①Qualcomm completes ¥10.89 billion investment in Sharp | The Japan Times
Sharp Corp. on Monday received the second half of Qualcomm Inc.’s ¥10.89 billion investment and completed procedures for forming a capital alliance on developing new display panels, the struggling electronics maker said. The investme turned the U.S.②Japan, South Korea let more currency swaps expire | The Japan Times
Japan and South Korea agreed to end part of their currency swap contract next month as scheduled, reducing its overall size to $10 billion from $13 billion, the Finance Ministry said Monday.上記の文にそれぞれ①、②と番号を振り、その使用頻度を集計したグラフがこちら。
The two countries “have reached the conclusion that they wil
①の文の使用頻度 |
②の文の使用頻度 |
このように言語には、文字それぞれに使用頻度に特徴があり、ヴォイニッチ手稿がデタラメではなく、なんらかの意味を持っているのではないかと考えられている理由の一つも、これではないかと思います(ヴォイニッチ手稿を見たこと無いので当てずっぽうです。間違ってたらすみません)。
言語にこのような特徴があると、字を置き換えるだけの換字式暗号ではすぐに解読が可能ということも分かると思います。暗号は、いかに原文にある偏りを無くすよう変換するかが重要となってくるのです。
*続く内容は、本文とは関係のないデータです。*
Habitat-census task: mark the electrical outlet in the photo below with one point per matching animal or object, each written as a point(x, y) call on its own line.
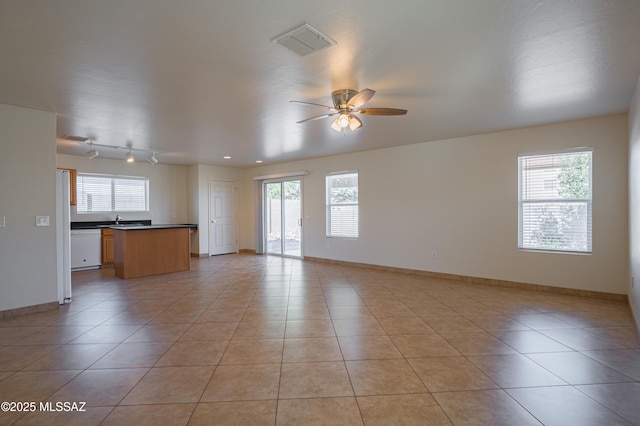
point(42, 220)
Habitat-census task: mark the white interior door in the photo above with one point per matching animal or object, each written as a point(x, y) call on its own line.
point(223, 217)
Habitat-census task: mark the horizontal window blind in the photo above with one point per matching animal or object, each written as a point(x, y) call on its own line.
point(555, 202)
point(109, 193)
point(342, 205)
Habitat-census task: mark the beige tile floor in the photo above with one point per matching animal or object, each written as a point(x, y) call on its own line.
point(245, 339)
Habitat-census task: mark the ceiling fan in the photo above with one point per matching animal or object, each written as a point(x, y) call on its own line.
point(347, 103)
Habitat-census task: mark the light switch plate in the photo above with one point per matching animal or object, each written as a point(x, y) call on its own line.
point(42, 220)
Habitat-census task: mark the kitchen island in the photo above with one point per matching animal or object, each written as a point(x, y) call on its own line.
point(142, 250)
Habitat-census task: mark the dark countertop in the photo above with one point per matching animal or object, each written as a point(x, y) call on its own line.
point(135, 227)
point(128, 224)
point(107, 223)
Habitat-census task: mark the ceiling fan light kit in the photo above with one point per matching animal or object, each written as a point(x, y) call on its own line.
point(346, 104)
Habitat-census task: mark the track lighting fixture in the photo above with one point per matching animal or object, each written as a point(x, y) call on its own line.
point(153, 160)
point(93, 153)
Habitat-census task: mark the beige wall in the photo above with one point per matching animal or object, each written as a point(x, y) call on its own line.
point(634, 201)
point(459, 198)
point(28, 175)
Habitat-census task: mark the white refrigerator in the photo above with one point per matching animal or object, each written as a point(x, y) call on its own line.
point(63, 237)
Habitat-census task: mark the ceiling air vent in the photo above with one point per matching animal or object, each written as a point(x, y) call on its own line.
point(304, 40)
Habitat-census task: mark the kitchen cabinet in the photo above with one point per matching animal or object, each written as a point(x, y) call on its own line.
point(107, 246)
point(151, 250)
point(72, 185)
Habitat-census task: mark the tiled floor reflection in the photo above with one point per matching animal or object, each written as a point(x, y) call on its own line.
point(244, 339)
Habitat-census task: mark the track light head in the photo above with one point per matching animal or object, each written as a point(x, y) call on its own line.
point(153, 160)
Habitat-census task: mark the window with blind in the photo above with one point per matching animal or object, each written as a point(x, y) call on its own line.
point(110, 193)
point(342, 205)
point(555, 201)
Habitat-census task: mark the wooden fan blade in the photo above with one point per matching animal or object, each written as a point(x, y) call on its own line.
point(317, 117)
point(382, 111)
point(313, 104)
point(361, 98)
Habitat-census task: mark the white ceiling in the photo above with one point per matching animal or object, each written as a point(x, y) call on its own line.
point(200, 79)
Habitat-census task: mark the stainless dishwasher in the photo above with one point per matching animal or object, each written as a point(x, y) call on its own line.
point(85, 249)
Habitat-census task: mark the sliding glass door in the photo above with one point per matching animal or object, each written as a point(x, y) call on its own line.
point(283, 217)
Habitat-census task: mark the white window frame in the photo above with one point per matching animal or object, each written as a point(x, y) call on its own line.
point(113, 180)
point(550, 200)
point(330, 206)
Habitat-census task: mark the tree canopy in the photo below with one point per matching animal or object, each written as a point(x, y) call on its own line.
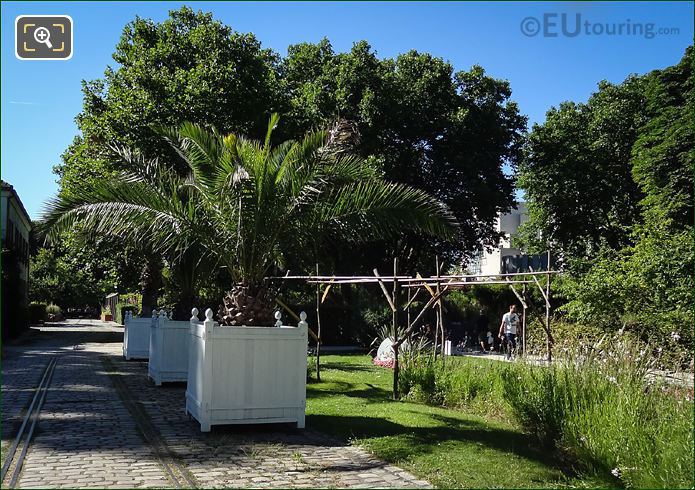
point(419, 121)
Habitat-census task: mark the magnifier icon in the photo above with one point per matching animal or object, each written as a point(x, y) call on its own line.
point(43, 36)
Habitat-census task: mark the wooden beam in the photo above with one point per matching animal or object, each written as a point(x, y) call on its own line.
point(518, 296)
point(295, 316)
point(412, 298)
point(545, 297)
point(325, 292)
point(422, 312)
point(384, 290)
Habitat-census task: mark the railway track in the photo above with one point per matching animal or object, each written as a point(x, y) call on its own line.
point(14, 459)
point(176, 471)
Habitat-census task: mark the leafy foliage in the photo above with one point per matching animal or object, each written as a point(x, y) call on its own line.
point(610, 186)
point(248, 206)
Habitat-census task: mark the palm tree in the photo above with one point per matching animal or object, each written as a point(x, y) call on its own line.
point(248, 206)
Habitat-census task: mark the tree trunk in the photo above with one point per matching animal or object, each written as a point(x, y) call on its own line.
point(150, 283)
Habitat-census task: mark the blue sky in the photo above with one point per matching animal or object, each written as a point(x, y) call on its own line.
point(40, 99)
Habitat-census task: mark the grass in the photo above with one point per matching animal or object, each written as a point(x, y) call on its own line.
point(448, 448)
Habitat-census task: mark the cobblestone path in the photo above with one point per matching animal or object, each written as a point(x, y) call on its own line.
point(105, 425)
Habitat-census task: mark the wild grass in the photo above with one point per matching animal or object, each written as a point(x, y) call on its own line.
point(597, 410)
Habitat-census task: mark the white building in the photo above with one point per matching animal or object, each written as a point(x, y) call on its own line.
point(485, 262)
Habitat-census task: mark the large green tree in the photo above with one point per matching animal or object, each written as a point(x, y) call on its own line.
point(248, 206)
point(577, 173)
point(623, 218)
point(444, 131)
point(415, 119)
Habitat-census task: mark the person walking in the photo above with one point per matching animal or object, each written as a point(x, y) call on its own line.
point(508, 327)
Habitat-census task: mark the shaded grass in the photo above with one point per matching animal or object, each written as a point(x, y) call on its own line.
point(449, 448)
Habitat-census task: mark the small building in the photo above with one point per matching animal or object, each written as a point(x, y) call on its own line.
point(15, 226)
point(492, 262)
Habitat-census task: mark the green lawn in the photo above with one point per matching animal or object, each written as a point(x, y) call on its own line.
point(449, 448)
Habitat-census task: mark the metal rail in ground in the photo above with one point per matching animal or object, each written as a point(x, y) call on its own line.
point(175, 470)
point(31, 418)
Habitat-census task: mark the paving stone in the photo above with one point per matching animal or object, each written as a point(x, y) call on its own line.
point(87, 438)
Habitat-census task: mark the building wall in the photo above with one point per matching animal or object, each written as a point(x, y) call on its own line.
point(491, 262)
point(15, 230)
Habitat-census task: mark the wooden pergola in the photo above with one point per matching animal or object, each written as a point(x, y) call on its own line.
point(436, 287)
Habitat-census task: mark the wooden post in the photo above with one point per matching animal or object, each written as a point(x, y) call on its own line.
point(407, 310)
point(547, 313)
point(440, 312)
point(396, 342)
point(318, 327)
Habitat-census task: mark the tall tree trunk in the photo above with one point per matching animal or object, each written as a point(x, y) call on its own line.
point(150, 283)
ヴォイニッチ手稿は15世紀頃に作られたと推測されていますから、それほど高度な暗号化はなされていないと考えられます。書かれてある文字が、言語学的な統計で意味があるようだと分かっていると言う事も、それを裏付けるものと思います。
逆に言えば、ヴォイニッチ手稿に言語による偏りの存在が残っているくらい暗号としての程度が低いのならば、なぜ著名な暗号学者達が100年近く挑んでも解読できないのか、という疑問が浮かびます。
これこそが、ヴォイニッチ手稿が本当に未知の言語で書かれたものか、あるいは頭の良いヤツが考えぬいたイタズラなのか、未だに議論に決着が着いていない理由なのでしょう。
【参考文献とか面白い本】
「基礎暗号学」は2巻構成の本で、1巻が暗号理論、2巻が暗号解読と暗号強度の話になります。
著者の加藤正隆は、本名を釜賀一夫といい、日本陸軍の暗号将校でした。1944年にパープル暗号の脆弱性に気付き、陸海軍・外務省・大東亜省の暗号担当者の会合の席で、パープル暗号を解読して警告したと言われるほどの暗号のエキスパートで、戦後も自衛隊で暗号解読に従事しました。
その釜賀が退官後に「数理科学」誌に連載したものに、現在でもネットワーク暗号で使われるDESや公開鍵暗号等の解説を加えたもので、暗号理論の概説としては良書であると思います。
「暗号を盗んだ男たち」は、日本陸軍における暗号開発・解読のドキュメンタリーで、「大逆転」シリーズでも知られる作家の檜山氏の読ませ方も上手く、読み物としても優れています。
価格も手頃なので、入門書としては最高だと思います。
Jim Reeds "William F. Friedman’s Transcription of the Voynich Manuscript"
ベル研究所研究員による、フリードマンとヴォイニッチ手稿の話で、今回の元ネタの一つ。
英語読み違えてたらごめんなさい。